The fee for conservation planning is discretionary and the Secretary is not required to implement the change in authority. However, the proposal has appeared in the Administration's budget request for the previous four years.
The action creating this fee was a change in authority and does not require action through annual appropriations until fees are collected. Once fees are deposited in the CTAF, appropriators may choose to reduce CO and supplement appropriations with the fund.
A number of conservation and producer organizations oppose the fee, citing that it will reduce adoption of conservation practices, is administratively burdensome, and generally is cost ineffective.

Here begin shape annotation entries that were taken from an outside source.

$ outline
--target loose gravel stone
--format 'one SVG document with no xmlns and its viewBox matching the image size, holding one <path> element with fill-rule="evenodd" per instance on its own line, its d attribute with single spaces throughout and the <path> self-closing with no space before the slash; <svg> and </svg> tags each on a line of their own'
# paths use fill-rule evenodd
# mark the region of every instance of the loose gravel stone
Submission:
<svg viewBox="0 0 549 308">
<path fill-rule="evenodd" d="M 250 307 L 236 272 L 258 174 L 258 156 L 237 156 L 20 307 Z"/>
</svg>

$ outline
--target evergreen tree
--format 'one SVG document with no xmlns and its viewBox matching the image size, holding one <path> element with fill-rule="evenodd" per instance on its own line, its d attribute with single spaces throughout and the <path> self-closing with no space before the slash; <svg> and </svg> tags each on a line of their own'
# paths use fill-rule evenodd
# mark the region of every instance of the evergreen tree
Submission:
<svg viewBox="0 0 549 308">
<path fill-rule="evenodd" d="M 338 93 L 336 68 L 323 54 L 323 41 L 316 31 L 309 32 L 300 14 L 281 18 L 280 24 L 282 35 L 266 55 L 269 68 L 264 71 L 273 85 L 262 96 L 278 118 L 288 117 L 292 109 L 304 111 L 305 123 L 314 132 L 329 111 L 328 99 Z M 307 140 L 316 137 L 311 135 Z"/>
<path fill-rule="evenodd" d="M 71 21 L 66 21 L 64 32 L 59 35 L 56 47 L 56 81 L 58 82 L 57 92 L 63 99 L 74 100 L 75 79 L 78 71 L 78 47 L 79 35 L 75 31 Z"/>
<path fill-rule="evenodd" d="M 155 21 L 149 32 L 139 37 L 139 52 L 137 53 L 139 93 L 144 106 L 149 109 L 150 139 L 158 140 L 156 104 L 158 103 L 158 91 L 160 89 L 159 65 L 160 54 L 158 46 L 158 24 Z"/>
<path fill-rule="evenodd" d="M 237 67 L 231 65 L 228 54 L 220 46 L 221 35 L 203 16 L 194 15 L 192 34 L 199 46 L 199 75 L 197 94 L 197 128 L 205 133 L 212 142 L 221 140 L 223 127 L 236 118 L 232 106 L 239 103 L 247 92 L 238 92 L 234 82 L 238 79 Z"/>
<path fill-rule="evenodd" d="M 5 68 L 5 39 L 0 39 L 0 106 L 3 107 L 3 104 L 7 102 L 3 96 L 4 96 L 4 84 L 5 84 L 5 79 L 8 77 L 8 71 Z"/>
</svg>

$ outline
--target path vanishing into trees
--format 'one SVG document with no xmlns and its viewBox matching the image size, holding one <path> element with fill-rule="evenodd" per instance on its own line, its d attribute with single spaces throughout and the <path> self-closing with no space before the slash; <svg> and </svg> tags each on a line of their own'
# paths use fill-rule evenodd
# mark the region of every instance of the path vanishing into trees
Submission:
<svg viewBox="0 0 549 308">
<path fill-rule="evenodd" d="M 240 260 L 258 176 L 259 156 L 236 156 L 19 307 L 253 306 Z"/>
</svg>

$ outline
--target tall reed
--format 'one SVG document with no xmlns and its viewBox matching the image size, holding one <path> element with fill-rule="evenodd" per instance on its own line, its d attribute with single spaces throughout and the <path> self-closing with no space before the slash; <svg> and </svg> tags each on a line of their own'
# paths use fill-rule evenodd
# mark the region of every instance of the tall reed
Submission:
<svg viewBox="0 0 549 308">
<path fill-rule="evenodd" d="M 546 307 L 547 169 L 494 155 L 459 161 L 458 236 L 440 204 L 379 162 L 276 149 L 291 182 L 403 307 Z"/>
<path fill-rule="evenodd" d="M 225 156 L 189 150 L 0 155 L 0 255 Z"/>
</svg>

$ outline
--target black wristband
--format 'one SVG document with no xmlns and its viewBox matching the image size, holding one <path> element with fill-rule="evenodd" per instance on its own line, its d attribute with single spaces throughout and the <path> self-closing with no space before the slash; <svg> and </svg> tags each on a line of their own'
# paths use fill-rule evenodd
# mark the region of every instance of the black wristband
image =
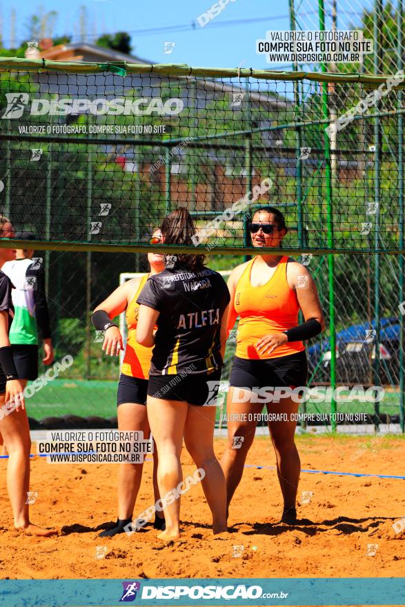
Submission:
<svg viewBox="0 0 405 607">
<path fill-rule="evenodd" d="M 288 341 L 303 341 L 304 339 L 310 339 L 322 332 L 322 327 L 320 322 L 316 318 L 310 318 L 304 324 L 293 327 L 283 331 L 287 336 Z"/>
<path fill-rule="evenodd" d="M 0 365 L 7 381 L 10 379 L 18 379 L 18 373 L 14 364 L 11 346 L 3 346 L 3 348 L 0 348 Z"/>
<path fill-rule="evenodd" d="M 95 329 L 97 331 L 106 331 L 110 327 L 117 327 L 115 323 L 112 322 L 111 319 L 103 310 L 97 310 L 92 314 L 91 321 Z"/>
</svg>

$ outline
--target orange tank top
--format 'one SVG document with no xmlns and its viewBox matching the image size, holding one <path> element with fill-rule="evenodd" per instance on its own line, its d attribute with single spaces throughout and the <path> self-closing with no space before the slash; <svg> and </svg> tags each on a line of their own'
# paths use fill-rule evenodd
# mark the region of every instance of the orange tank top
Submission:
<svg viewBox="0 0 405 607">
<path fill-rule="evenodd" d="M 246 266 L 236 286 L 234 307 L 240 317 L 236 356 L 239 358 L 271 359 L 296 354 L 305 349 L 302 341 L 287 341 L 270 354 L 259 354 L 255 344 L 266 333 L 281 333 L 298 324 L 299 304 L 297 295 L 287 282 L 287 262 L 284 255 L 274 274 L 265 284 L 250 283 L 254 257 Z"/>
<path fill-rule="evenodd" d="M 148 379 L 152 348 L 145 348 L 137 342 L 137 324 L 139 313 L 139 304 L 137 299 L 144 288 L 149 275 L 142 277 L 137 292 L 126 308 L 126 319 L 128 326 L 128 339 L 121 372 L 131 377 Z"/>
</svg>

The enacted FY2014 appropriation also provides $4 million to a previously-dormant program known as the Water Bank Program (WBP).75 The WBP was authorized in 197076 and operated until funding was eliminated in the FY1995 Agriculture Appropriations Act.77 According to FY1995 House and Senate appropriations report language, the program was duplicative of the Wetlands Reserve Program (WRP, a previous farm bill program) and less effective because of shorter contract lengths.78 Under the WBP, USDA enters into non-renewable, 10-year contracts with landowners and operators to maintain wetlands in lieu of draining the land for agricultural production. Rental payments are made annually and no funding is provided for conservation practices. Land enrolled in WBP cannot be cropped.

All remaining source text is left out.